In conversation with…Professor Andrew Przybylski, experimental psychologist and Director of Research at the Oxford Internet Institute

November 2020

Photo of Andy Przybylski
The Huo Family Foundation supports Professor Przybylski and his team’s research, which focuses on adolescent wellbeing in the digital age.

If asked whether the overall effect of social media is good or bad for young people, many people would answer negatively. But academic Andrew has a different view. “[Social media] isn’t the first activity that parents have freaked out about – before this came video games, and before that it was the television set”. We have a natural tendency to project onto others our own worries, whether you are a parent or a policy maker.

Part of Andrew’s work has shown that the possible negative effects of social media on young people are more complex than we assume.

He stresses that social media and video games are not black boxes. “Young people are just trying to navigate the online world as they navigate life. A child who is online for three hours could be scrolling Instagram but they could also be learning how to play an instrument.” This is why he believes better research is needed to capture the “whole picture” on how technology can impact a child’s mental health.

In order to widen research in this area, Andrew thinks that more collaboration is necessary between industry giants and independent scientists. “Big tech companies hold valuable information in the data they collect from millions of young people. If they can share that with academics for independent research, then parents and policy makers can make informed decisions based on facts rather than from scary headlines.” He believes this is the key to really understanding the broader context between young people and technology.

He notes that some scientific research is carried out with an agenda set by entrenched interests. “If the need is to capture the public’s imagination to secure support, there is pressure to frame technology as all good or all bad. This is one of the special things about working with the Huo Family Foundation – their main concern is getting the best answer based on scientific evidence and the facts. HFF’s generous funding allows my team to speak truth to power. There is no predetermined outcome – just a willingness to support the pursuit of knowledge.”

Another area of Andrew’s research is around policy. He feels there is a tendency to set policies which aren’t based on science. “When there is a problem, people become very reactive. If we regulate something, there needs to be evidence for it”. He believes it is ineffective to connect things without a clear reason, otherwise you could end up with the solution of banning it.
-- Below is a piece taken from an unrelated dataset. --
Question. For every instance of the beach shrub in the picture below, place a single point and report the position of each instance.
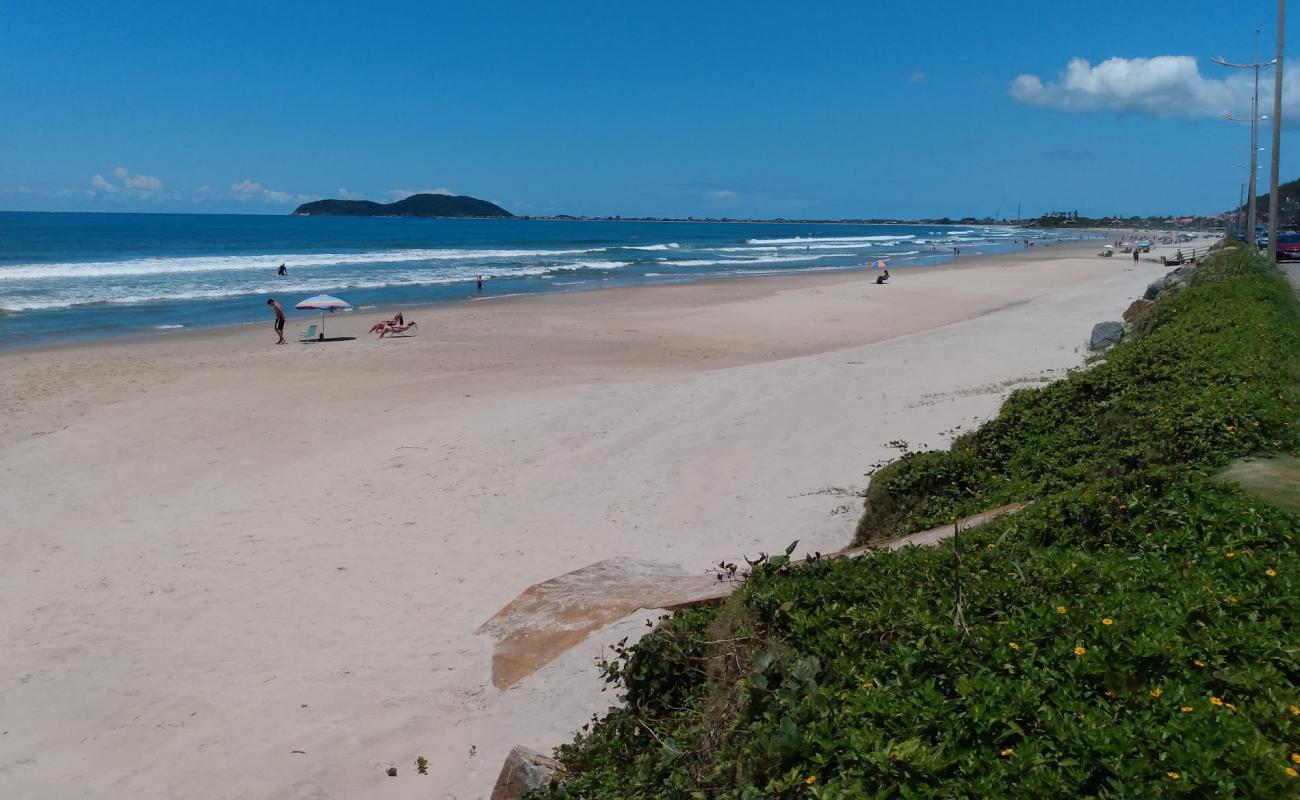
(1130, 634)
Aside from his work, as a parent himself, Andrew just wants other parents to be able to advocate for something better than the information they are given. “Society should be sceptical of the role of big tech companies in our lives, they are powerful, and HFF’s unwavering support allows me to be critical on this topic.”

Andrew’s work focuses on applying psychological models of motivation and health to study how people interact with virtual environments including video games and social media. He is particularly interested in integrating open, robust, and reproducible science with evidence-based policymaking.